Important, neglected AI topics
Lukas Finnveden discusses some important but neglected AI topics that don’t fit easily within the usual conception of alignment:
- The potential moral value of AI.
- The potential importance of making AI behave cooperatively towards humans, other AIs, or other civilizations (whether it ends up intent-aligned or not).
- Questions about how human governance institutions will keep up if AI leads to explosive growth.
- Ways in which AI could cause human deliberation to get derailed, e.g. powerful persuasion abilities.
- Positive visions about how we could end up on a good path towards becoming a society that makes wise and kind decisions about what to do with the resources accessible to us. (Including how AI could help with this.)
I’m currently trying to figure out useful research projects on AI that speak to my comparative advantages (whatever those may be), so I’m interested in exploring suggestions like these.
There’s already some good work on the potential moral value of AI (e.g. by Bostrom, and also this report on consciousness in AI). I’m not sure how much I have to add to this, though it’s certainly an area I’d like to keep up with.
I’ve been thinking a bit about cooperation as a useful framing for AI alignment and safety, particularly in the context of cultural evolution, though without making much progress so far. But I wonder how valuable this is if we don’t get intent alignment. (I’m intuitively skeptical, though perhaps that’s wrong.) And I’m not sure I’m ready to take the plunge on wacky multiverse-wide cooperation stuff.
The question of how governance institutions will keep up with explosive AI growth is probably better suited for someone with more of a social science background.
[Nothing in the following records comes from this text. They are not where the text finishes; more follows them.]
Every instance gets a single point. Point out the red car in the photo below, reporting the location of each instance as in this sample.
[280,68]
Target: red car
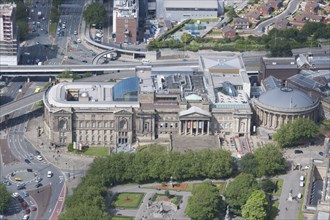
[24,205]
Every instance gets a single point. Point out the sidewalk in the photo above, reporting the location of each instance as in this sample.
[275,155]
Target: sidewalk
[76,165]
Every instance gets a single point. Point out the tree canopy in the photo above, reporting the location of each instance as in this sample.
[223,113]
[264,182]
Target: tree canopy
[293,133]
[239,190]
[256,206]
[145,166]
[205,202]
[266,161]
[270,161]
[5,198]
[95,13]
[248,164]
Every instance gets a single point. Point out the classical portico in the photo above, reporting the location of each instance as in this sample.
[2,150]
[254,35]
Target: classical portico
[194,121]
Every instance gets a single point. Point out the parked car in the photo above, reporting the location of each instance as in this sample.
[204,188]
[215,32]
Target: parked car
[15,195]
[24,204]
[20,187]
[298,151]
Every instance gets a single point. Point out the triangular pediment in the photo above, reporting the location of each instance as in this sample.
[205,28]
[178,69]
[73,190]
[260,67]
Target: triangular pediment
[194,112]
[62,111]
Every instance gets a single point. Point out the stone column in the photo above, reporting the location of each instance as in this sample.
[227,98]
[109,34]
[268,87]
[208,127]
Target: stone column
[185,127]
[180,127]
[203,123]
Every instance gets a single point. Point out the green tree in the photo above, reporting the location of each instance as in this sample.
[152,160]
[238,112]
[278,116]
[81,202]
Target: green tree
[231,12]
[293,133]
[270,160]
[95,13]
[186,38]
[5,198]
[256,206]
[248,164]
[239,190]
[205,202]
[267,186]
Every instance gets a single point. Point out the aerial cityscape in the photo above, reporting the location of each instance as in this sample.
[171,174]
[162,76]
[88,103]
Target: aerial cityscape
[165,109]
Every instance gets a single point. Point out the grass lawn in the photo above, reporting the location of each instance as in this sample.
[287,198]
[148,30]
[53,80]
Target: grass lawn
[173,198]
[97,151]
[121,218]
[128,200]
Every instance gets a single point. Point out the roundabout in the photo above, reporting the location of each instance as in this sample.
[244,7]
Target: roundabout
[23,176]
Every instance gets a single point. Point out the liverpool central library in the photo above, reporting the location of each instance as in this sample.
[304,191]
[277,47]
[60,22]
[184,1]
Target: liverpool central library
[213,99]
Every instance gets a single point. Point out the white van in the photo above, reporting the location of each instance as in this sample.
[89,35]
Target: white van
[145,61]
[299,196]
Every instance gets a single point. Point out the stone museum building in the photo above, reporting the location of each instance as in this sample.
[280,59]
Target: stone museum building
[154,104]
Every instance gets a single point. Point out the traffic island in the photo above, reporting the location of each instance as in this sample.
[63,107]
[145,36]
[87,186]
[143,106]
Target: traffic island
[42,197]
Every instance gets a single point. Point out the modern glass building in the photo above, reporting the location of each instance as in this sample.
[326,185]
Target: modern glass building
[126,90]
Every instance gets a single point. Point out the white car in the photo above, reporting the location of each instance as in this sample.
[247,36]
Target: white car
[49,174]
[15,195]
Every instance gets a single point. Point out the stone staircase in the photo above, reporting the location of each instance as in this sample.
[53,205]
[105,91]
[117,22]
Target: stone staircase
[190,142]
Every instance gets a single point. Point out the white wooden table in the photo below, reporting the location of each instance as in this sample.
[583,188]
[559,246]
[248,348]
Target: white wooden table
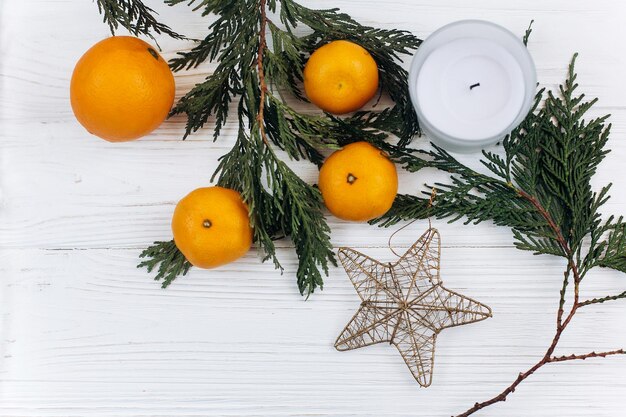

I haven’t spent much time thinking about the dangers of AI persuasion. Probably something I should read up on.
I’m definitely excited about creating positive visions of what an AI future could look like. This is something to pursue further, though I’m unsure where to start. Holden Karnofsky has some suggestions here.
A framing
From Marx to Morris, many thinkers have argued that mode of production shapes values and norms—think of egalitarian foragers and hierarchical farmers. Advances in AI will bring dramatic changes in mode of production, comparable to the agricultural and industrial revolutions. In this new regime, it is unlikely that current values and norms will prove most adaptive: they will be replaced by something new.
There is room for moral entrepreneurs, or legislators of value, to shape which set of norms will prevail. This is how I understand the work Nick Bostrom is doing on digital minds. Granted, the space of feasible options is constrained. But history is full of path-dependence and persistent contingency. To some extent, we can create the values of tomorrow. This is the task we face today.
What Children Can Do That Large Language Models Cannot (Yet)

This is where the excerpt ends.